Over dinner with a friend, we discussed, "Well, what IS the difference between we, humans, and a (very sophisticated) robot? Later, in the theatre, we saw at least one movie preview which also intends to explore the world of humans and robots. In the preview, the robots evidently intend to become human partners: emotionally, and, yes, even sexually! Egad!

Organic life forms are created by the transmission of life-giving biological material. Simply put, the fertilization of a human egg by human sperm. Science and medicine are of course exploring that process and will continue to push the limits of the bare essentials of fertilization, seeing how far conception can be removed from natural biological processes. This isn't my subject today, but however removed the process becomes, there's presumably the essence of organic life being dealt with.

In the yogic teachings, we say (Paramhansa Yogananda, at least, taught) that at the time of conception, the soul enters the embryo. Well, no matter re the details. What matters here is the assertion of an invisible and non-material substance called the soul. Even if future scientists can clone or grow human beings, metaphysicians will presumably still insist that at some critical moment, a soul enters into the process!

But a robot is not made in this manner: at least not yet. It's built from parts and programming, including programming that is (said to be able to be) adaptive and can learn from experience. There is no biological transmission of biological material, what to mention soul-force. In "Chappie" the protagonist devised a way to transfer "consciousness" (see the file: consciousness.dat) from a human to a robot. This essentially made the human (who was, of course, on his or her deathbed) immortal, for he/she awoke inside a robot body. It was assumed that "consciousness" was a substance or energy force that resided in the brain and could therefore be "sucked out" and moved elsewhere. To another human brain might have been one thing, but in this case to the "brain" of a robot.

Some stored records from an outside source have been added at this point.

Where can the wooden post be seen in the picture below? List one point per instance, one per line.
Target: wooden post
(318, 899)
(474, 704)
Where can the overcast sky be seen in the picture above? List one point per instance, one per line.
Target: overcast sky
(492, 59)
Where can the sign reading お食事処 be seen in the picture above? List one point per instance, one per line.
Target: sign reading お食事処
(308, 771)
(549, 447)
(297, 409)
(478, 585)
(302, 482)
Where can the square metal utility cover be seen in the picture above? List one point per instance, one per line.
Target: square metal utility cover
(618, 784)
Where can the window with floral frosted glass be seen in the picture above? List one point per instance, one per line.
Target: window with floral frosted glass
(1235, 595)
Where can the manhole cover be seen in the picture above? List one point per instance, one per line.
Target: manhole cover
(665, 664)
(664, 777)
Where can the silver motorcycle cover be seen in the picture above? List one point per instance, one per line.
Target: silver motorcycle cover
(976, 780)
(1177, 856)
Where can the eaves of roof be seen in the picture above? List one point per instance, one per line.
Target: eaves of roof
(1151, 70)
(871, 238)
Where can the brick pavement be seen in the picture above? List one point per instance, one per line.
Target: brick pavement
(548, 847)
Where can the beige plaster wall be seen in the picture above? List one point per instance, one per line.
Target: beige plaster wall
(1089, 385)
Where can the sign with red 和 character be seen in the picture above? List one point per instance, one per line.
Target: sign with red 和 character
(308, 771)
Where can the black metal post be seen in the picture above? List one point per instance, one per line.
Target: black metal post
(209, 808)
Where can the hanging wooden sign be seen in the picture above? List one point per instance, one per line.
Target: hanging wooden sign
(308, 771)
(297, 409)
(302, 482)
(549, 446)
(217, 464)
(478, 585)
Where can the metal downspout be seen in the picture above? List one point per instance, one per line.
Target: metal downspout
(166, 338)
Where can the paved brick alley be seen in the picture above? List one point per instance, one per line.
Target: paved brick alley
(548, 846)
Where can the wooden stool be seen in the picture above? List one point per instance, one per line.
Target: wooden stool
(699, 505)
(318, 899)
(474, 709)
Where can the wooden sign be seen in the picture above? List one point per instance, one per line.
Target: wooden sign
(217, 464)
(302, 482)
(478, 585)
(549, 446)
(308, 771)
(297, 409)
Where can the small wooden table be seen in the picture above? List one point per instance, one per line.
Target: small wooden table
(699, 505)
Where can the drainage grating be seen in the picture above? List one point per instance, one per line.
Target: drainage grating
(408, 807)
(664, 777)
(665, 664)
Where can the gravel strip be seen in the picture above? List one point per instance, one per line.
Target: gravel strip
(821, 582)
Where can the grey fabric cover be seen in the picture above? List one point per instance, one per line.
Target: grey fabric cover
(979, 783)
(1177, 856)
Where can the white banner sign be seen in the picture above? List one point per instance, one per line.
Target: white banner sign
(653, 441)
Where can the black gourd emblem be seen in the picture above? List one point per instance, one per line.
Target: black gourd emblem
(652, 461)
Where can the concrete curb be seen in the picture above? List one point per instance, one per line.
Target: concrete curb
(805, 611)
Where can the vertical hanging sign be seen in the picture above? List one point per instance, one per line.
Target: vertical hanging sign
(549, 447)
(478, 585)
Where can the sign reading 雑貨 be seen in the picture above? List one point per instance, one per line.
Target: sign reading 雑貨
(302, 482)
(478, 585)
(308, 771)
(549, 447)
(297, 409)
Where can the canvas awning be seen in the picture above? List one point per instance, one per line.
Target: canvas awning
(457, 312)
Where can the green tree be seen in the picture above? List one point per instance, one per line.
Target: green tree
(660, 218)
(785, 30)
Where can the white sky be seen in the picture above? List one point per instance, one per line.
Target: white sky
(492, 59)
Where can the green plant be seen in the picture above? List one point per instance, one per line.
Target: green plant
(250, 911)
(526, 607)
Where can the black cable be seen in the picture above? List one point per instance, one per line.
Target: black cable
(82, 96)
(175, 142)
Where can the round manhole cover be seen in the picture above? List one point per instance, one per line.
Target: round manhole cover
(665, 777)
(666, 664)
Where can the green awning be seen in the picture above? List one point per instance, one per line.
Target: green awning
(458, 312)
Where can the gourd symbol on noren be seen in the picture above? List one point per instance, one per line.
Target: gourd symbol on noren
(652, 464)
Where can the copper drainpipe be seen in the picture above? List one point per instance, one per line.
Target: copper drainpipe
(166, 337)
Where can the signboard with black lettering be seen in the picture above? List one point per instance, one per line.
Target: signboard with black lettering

Does the brain create consciousness, or, does the brain allow for consciousness to manifest? The difference isn't important to us day-to-day but it becomes what appears more than a curiosity when we encounter individuals who can function either without significant parts of the brain or show functionality that has nothing to do with the brain (telepathy, bi-location, and other para-normal phenomenon). These so-called anomalies, including near-death experiences, challenge some deeply held beliefs about the dependence of consciousness on the brain.

If one had such a "perfect" robot that you could not tell the difference between the robot and a human, would the robot be self-aware? This is the funny-bone part of this whole thing. Consciousness cannot be seen directly by the senses; its presence is evidenced by movement, emotions, words, and so on. A brain scan or other such machine can detect the presence of brain waves and various movements of thought, but if a machine can detect brain waves, a machine can create them, too. One can presumably mimic all the signs of life and consciousness but none of that would be proof of self-awareness. A person in a coma or asleep is generally not self-aware.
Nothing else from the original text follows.